Cloning and characterization of glycogen branching and debranching enzymes from the parasitic protist Trichomonas vaginalis

Abstract

The protist Trichomonas vaginalis is an obligate parasite of humans and the causative agent of trichomoniasis, a common sexually transmitted infection. The organism has long been known to accumulate glycogen, a branched polymer of glucose, and to mobilize this reserve in response to carbohydrate limitation. However, the enzymes required for the synthesis and degradation of glycogen by T. vaginalis have been little studied. Previously, we characterized T. vaginalis glycogen synthase and glycogen phosphorylase, the key enzymes of glycogen synthesis and degradation, respectively.
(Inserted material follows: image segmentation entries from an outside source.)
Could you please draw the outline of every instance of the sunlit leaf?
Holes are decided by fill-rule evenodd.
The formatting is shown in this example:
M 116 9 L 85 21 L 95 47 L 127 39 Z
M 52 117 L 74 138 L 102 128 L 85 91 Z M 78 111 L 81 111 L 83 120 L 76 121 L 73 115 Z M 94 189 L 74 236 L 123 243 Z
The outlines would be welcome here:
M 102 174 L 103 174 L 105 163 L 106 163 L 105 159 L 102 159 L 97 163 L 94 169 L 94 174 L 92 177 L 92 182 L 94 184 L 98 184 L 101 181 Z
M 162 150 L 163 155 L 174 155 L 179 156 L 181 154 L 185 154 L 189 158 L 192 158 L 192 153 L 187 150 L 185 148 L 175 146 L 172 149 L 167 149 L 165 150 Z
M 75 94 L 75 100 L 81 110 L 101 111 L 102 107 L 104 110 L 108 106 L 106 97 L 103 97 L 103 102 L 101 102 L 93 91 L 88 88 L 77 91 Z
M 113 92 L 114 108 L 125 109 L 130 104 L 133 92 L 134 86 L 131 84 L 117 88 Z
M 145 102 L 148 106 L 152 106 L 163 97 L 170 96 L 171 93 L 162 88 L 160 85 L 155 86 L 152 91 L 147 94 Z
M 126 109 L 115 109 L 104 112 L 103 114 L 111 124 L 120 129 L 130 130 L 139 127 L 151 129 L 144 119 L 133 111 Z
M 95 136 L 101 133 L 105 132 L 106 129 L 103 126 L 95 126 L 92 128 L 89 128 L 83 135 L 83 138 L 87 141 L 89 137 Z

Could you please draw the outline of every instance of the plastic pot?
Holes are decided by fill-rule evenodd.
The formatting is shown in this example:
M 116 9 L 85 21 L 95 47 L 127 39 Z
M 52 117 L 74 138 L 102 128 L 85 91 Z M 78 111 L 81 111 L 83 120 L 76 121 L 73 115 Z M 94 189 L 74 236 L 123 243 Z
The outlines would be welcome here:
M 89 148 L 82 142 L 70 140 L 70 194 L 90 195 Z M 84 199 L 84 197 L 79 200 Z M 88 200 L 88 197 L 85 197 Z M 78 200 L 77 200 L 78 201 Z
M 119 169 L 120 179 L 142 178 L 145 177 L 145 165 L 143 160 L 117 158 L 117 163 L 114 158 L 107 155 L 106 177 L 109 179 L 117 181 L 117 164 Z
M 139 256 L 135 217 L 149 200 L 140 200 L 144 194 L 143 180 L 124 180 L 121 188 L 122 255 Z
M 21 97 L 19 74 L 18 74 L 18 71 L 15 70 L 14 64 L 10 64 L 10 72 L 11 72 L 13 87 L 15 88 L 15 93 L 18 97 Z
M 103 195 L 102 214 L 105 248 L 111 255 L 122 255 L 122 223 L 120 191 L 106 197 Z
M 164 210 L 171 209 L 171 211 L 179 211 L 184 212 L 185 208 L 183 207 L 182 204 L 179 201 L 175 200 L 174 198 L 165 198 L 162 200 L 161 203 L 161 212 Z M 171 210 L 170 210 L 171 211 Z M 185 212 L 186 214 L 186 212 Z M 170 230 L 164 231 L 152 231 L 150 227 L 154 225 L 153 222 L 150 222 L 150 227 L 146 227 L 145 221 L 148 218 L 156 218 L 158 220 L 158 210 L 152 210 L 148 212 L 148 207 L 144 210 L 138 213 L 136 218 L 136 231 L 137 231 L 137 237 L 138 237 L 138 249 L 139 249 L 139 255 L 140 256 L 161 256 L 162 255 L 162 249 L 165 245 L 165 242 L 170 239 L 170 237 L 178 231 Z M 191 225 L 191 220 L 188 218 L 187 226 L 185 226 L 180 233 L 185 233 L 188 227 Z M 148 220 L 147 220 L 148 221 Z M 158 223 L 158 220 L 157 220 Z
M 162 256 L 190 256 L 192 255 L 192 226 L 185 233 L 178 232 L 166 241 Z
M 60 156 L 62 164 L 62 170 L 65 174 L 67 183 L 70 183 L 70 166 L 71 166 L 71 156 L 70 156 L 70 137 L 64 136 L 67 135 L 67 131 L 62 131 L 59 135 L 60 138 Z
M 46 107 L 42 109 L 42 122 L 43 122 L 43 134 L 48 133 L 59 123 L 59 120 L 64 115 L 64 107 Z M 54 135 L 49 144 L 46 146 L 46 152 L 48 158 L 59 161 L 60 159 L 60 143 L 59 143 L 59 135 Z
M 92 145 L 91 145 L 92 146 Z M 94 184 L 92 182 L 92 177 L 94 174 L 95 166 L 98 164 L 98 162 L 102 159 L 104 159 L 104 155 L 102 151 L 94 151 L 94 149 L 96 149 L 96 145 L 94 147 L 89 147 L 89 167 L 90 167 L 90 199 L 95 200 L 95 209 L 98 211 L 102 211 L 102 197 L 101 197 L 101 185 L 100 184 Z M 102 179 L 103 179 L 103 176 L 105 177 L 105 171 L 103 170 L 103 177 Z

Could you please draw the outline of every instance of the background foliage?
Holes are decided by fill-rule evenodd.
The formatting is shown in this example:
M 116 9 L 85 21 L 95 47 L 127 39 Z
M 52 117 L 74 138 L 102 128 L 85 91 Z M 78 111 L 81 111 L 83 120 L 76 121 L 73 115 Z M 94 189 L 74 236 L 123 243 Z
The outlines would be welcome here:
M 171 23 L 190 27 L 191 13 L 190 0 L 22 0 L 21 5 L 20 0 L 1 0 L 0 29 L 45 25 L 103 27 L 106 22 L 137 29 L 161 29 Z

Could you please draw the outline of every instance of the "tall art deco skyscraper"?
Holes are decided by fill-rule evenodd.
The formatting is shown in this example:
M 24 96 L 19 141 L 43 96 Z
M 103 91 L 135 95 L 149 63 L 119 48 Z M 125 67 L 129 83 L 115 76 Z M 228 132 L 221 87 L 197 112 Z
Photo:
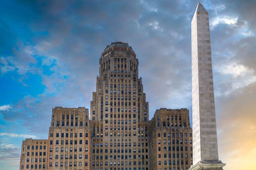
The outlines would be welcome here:
M 20 169 L 188 169 L 192 157 L 188 110 L 161 108 L 148 120 L 138 60 L 115 42 L 100 58 L 90 117 L 53 108 L 48 139 L 22 142 Z
M 136 54 L 127 43 L 112 43 L 99 64 L 90 110 L 92 166 L 148 169 L 148 104 L 138 78 Z
M 191 22 L 193 166 L 222 169 L 218 159 L 210 31 L 207 11 L 198 3 Z

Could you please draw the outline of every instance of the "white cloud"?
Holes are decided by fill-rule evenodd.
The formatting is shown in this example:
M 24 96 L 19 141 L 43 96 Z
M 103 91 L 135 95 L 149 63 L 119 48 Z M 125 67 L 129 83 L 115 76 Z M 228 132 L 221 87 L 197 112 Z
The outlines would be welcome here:
M 10 104 L 3 105 L 0 106 L 0 111 L 6 111 L 12 108 L 12 106 Z
M 237 17 L 231 17 L 230 16 L 217 17 L 211 22 L 210 25 L 214 29 L 216 26 L 221 24 L 234 25 L 237 22 Z
M 232 62 L 220 66 L 217 71 L 222 74 L 231 76 L 228 82 L 232 88 L 226 92 L 225 95 L 256 81 L 255 71 L 243 64 Z
M 15 133 L 0 133 L 0 136 L 9 136 L 12 138 L 36 138 L 35 135 L 28 134 L 15 134 Z

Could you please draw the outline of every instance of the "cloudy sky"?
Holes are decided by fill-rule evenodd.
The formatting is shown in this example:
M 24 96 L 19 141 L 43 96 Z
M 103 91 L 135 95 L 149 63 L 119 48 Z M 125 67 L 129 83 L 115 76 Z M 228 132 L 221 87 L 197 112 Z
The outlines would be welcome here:
M 209 11 L 220 159 L 256 169 L 255 1 L 200 1 Z M 54 106 L 90 108 L 107 45 L 129 43 L 151 118 L 191 114 L 191 21 L 196 1 L 1 1 L 0 169 L 22 141 L 47 139 Z M 247 166 L 247 167 L 246 167 Z

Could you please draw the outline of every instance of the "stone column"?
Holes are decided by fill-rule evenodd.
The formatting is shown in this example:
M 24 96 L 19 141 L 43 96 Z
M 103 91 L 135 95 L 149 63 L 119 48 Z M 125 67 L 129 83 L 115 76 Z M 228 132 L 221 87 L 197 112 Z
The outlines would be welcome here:
M 193 165 L 223 169 L 219 160 L 207 11 L 199 3 L 191 22 Z

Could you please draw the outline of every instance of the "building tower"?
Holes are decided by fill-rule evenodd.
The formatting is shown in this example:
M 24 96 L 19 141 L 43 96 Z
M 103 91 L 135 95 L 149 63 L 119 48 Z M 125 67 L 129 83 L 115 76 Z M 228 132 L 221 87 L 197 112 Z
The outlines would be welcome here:
M 148 169 L 148 104 L 136 54 L 127 43 L 112 43 L 99 65 L 90 110 L 92 169 Z
M 223 169 L 218 159 L 207 11 L 198 3 L 191 22 L 193 166 Z

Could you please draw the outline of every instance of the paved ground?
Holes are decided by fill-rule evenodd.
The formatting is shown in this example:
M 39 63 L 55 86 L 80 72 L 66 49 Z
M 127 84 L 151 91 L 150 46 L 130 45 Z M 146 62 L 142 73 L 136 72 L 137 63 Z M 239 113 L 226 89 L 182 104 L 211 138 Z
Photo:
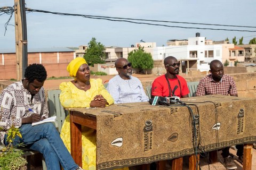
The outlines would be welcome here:
M 133 74 L 133 76 L 135 76 L 138 78 L 141 81 L 153 81 L 157 75 L 142 75 L 142 74 Z M 183 76 L 183 75 L 182 75 Z M 185 75 L 186 76 L 186 75 Z M 111 79 L 114 76 L 112 75 L 106 75 L 106 76 L 94 76 L 91 75 L 91 78 L 95 79 L 95 78 L 101 78 L 102 80 L 102 82 L 104 83 Z M 62 82 L 68 82 L 72 79 L 61 79 L 61 80 L 46 80 L 45 82 L 44 87 L 46 89 L 56 89 L 59 88 L 59 86 L 60 83 Z M 235 156 L 236 155 L 236 151 L 234 149 L 230 149 L 230 151 L 235 156 L 235 162 L 237 166 L 237 169 L 238 170 L 242 170 L 243 169 L 242 165 L 238 163 L 236 159 L 237 159 L 237 157 Z M 222 156 L 220 155 L 221 151 L 218 152 L 218 158 L 219 161 L 217 163 L 214 163 L 213 164 L 208 164 L 207 162 L 206 159 L 201 158 L 201 169 L 202 170 L 213 170 L 213 169 L 218 169 L 218 170 L 225 170 L 226 169 L 226 168 L 223 166 L 221 164 L 221 162 L 223 162 L 223 159 Z M 256 170 L 256 150 L 254 149 L 252 149 L 252 170 Z M 131 168 L 131 169 L 134 169 L 134 168 Z M 36 167 L 32 167 L 31 170 L 42 170 L 43 169 L 42 166 L 37 166 Z M 135 168 L 135 169 L 139 170 L 139 168 Z M 167 169 L 171 169 L 169 168 L 166 168 Z M 187 158 L 185 157 L 183 159 L 183 169 L 188 169 L 188 159 Z

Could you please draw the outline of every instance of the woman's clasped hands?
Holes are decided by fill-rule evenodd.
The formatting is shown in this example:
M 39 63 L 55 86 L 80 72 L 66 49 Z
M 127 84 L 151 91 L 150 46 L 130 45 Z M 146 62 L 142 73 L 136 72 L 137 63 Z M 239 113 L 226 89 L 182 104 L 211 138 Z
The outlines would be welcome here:
M 106 105 L 108 104 L 107 100 L 101 95 L 96 95 L 93 100 L 91 101 L 90 107 L 105 107 Z

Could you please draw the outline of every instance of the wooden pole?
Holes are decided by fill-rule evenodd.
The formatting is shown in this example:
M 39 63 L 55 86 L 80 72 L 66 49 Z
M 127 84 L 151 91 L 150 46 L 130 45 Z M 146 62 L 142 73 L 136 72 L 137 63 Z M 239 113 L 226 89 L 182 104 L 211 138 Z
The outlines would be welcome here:
M 22 79 L 27 65 L 27 30 L 24 0 L 14 0 L 17 81 Z

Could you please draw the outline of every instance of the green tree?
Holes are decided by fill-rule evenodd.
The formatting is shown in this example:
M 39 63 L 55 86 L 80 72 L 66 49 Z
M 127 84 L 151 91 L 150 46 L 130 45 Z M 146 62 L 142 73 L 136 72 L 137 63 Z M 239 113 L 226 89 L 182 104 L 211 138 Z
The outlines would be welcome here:
M 235 61 L 235 66 L 237 66 L 237 63 L 239 63 L 239 62 L 238 61 Z
M 227 37 L 227 38 L 225 39 L 225 41 L 228 41 L 229 42 L 229 39 L 228 39 L 228 37 Z
M 139 47 L 128 54 L 128 61 L 132 63 L 132 67 L 143 72 L 143 69 L 151 69 L 154 66 L 154 61 L 150 53 L 144 51 L 143 47 Z
M 225 61 L 225 62 L 224 63 L 224 66 L 227 66 L 229 65 L 229 62 L 228 62 L 228 61 L 227 60 L 226 60 Z
M 242 37 L 241 38 L 239 39 L 239 45 L 243 45 L 243 40 L 244 39 L 244 37 Z
M 96 41 L 96 38 L 93 37 L 88 43 L 88 48 L 85 50 L 84 58 L 90 66 L 93 66 L 94 64 L 105 63 L 106 58 L 105 50 L 104 45 Z
M 256 44 L 256 38 L 253 38 L 250 40 L 249 44 Z
M 234 45 L 237 44 L 237 41 L 236 41 L 236 36 L 235 36 L 235 37 L 234 37 L 233 39 L 232 39 L 232 43 L 233 43 Z

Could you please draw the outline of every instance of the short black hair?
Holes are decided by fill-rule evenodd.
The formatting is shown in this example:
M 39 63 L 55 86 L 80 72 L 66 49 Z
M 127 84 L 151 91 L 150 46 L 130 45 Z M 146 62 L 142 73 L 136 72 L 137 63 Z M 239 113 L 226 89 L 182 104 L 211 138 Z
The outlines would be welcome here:
M 34 63 L 26 69 L 25 76 L 30 83 L 35 80 L 42 82 L 46 79 L 47 72 L 43 65 Z

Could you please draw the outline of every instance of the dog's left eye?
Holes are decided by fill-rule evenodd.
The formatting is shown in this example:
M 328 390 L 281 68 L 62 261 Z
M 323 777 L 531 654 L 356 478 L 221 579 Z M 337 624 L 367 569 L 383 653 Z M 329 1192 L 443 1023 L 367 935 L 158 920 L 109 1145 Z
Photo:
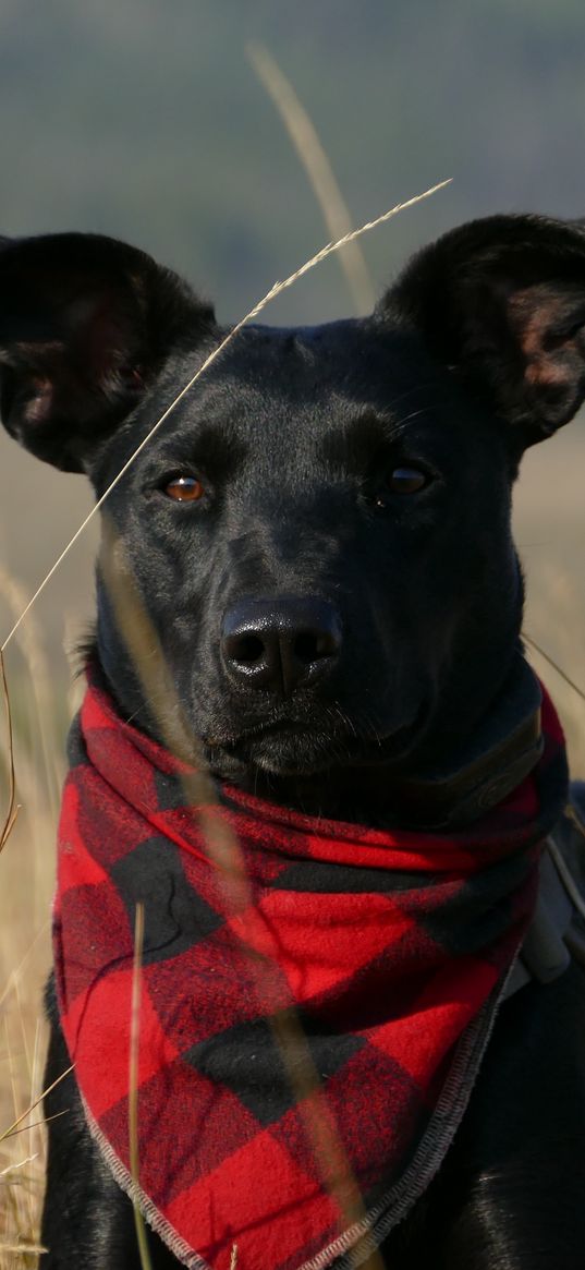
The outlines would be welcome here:
M 419 467 L 395 467 L 387 484 L 392 494 L 417 494 L 428 484 L 428 476 Z
M 168 498 L 176 503 L 197 503 L 206 493 L 203 483 L 197 476 L 174 476 L 164 486 Z

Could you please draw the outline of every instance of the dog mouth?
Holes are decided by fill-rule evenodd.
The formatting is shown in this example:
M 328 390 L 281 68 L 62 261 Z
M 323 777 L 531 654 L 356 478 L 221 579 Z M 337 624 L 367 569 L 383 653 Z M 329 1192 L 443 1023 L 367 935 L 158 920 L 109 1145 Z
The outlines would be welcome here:
M 424 730 L 420 706 L 405 724 L 381 734 L 360 733 L 349 720 L 335 726 L 278 719 L 242 729 L 237 735 L 206 739 L 209 766 L 218 775 L 256 768 L 272 776 L 312 776 L 331 768 L 381 767 L 406 758 Z

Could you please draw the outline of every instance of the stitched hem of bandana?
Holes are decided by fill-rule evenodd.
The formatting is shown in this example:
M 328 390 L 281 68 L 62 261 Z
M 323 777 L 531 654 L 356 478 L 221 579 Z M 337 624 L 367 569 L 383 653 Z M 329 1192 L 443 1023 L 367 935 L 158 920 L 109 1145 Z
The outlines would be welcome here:
M 450 1066 L 450 1072 L 443 1086 L 439 1101 L 429 1121 L 419 1147 L 402 1177 L 362 1220 L 355 1222 L 321 1252 L 303 1261 L 298 1270 L 325 1270 L 336 1261 L 335 1270 L 353 1270 L 362 1265 L 398 1222 L 402 1222 L 412 1205 L 425 1193 L 452 1144 L 456 1132 L 467 1109 L 476 1083 L 481 1062 L 490 1040 L 497 1011 L 505 999 L 509 980 L 514 973 L 522 942 L 518 945 L 510 968 L 480 1011 L 475 1024 L 462 1036 Z M 95 1123 L 85 1099 L 81 1095 L 85 1118 L 90 1134 L 99 1147 L 108 1168 L 118 1186 L 133 1201 L 137 1201 L 148 1226 L 161 1237 L 174 1256 L 189 1270 L 212 1270 L 204 1257 L 183 1240 L 174 1226 L 166 1220 L 156 1204 L 146 1195 L 128 1172 L 126 1165 L 110 1147 L 108 1139 Z M 236 1241 L 235 1241 L 236 1242 Z M 348 1255 L 349 1253 L 349 1255 Z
We determined that their regulatory properties differed from those of well-characterized animal and fungal enzymes. Here, we turn our attention to how glycogen attains its branched structure. We first determined that the glycogen from T. vaginalis resembled that from a related organism, T. gallinae. To determine how the branched structure of T. vaginalis glycogen arose, we identified open reading frames encoding putative T. vaginalis branching and debranching enzymes. When the open reading frames TVAG_276310 and TVAG_330630 were expressed recombinantly in bacteria, the resulting proteins exhibited branching and debranching activity, respectively. Specifically, recombinant TVAG_276310 had affinity for polysaccharides with long outer branches and could add branches to both amylose and amylopectin. TVAG_330630 displayed both 4-α-glucanotransferase and α1,6-glucosidase activity and could efficiently debranch phosphorylase limit dextrin. Furthermore, expression of TVAG_276310 and TVAG_330630 in yeast cells lacking endogenous glycogen branching or debranching enzyme activity, restored normal glycogen accumulation and branched structure. We now have access to the suite of enzymes required for glycogen synthesis and degradation in T. vaginalis.